I think that someone is good and someone is villain. 
The extent of goodness or evilness is differernt, but when I think about that the world is not filled with goodwill and not filled with evil to, I think that the ratio would be half and half. 
Namely, the probability a person who standing next to you is good is 1/2, alternatively, probability of evil is 1/2 too. 
If someone meets a goodwill ask no favors, good people will appreciate it, but evil will sneer. 
If you do something good for other randomly, and prompted to do it to someone else, the probability he do it will 1/2. That means, if you do twice, one will be not performed. 
Provisionally, if the number of people transfer the goodwill is only one, the probability that transmit to the next is 1/4. and next is 1/8, and next is 1/16.... It will be getting less steadily, break somewhere surely. 
How it will be if it is two? If the probability works exactly, one transfer to other, but one doesn't it. As a result, the number of people transfer the goodwill is always only one. This is just a bucket brigade, never spread. 
So, what happens when this becomes three? one of two will transfer, so 1.5 of 3 will agree to take part in this strange movement. 
In other words, one do this, 1.5 people transfer it to the next. Namely, 1.5 × 1.5 × 1.5...,  the number of people who is receive the goodwill will be increased by power of 1.5, and it will be spread. 
In theory, do 10 times transfer, 57.6 people recive it. In 20 times 3325, 30 times 190,000 people, 40 times 11,000,000 people, 50 times 640,000,000 people. At 56 times do it, it will be 7,200,000,000 people, and the ground is dominated by goodwill.
(In the assumption that evil is half of all, it will not be spread more after the 55 times because there is no good people other else.) 
If 4 or more, It is clear that the number of times we need is fewer. 

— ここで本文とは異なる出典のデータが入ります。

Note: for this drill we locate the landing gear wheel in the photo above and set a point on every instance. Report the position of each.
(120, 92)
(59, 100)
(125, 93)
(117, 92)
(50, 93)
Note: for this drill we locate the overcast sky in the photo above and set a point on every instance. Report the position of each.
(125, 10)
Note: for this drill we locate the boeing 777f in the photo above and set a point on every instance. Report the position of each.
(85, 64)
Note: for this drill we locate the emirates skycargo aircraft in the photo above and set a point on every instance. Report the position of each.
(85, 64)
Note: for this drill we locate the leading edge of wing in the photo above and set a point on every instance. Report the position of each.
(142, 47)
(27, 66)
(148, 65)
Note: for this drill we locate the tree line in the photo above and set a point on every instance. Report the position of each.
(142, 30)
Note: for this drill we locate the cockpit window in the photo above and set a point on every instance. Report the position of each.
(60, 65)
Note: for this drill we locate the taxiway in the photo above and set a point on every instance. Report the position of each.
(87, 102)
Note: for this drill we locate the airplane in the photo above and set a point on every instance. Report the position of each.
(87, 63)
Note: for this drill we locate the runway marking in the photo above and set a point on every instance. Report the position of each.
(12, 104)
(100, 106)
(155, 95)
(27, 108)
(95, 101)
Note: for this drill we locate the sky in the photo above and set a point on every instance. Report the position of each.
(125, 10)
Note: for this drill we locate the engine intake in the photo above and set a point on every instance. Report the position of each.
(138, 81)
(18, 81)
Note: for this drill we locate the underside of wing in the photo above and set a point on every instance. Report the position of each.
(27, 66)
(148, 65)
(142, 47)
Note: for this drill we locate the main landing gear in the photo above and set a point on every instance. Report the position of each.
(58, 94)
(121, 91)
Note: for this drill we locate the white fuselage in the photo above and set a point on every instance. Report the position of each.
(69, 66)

But the act that does not require a return is hard work usually. In real life, everyone can not afford, having compassion to others is difficult comparatively. If it is for quite stranger, it would be more difficult. 
So, There is no hope to transmitted to as many people as possible is. If we must transfer, the number of that we transfer should be as little as possible. 
This movement is intended to be filled all of the world at last by transfer to next continuously, it must not be too much enough to inhibit the willingness that we transfer to the next. 
When I think of these, 3 is the required minimum number, as much as possible to reduce the burden on the individual, to transfer to next surely. 
This is my conclusion of magic number "3".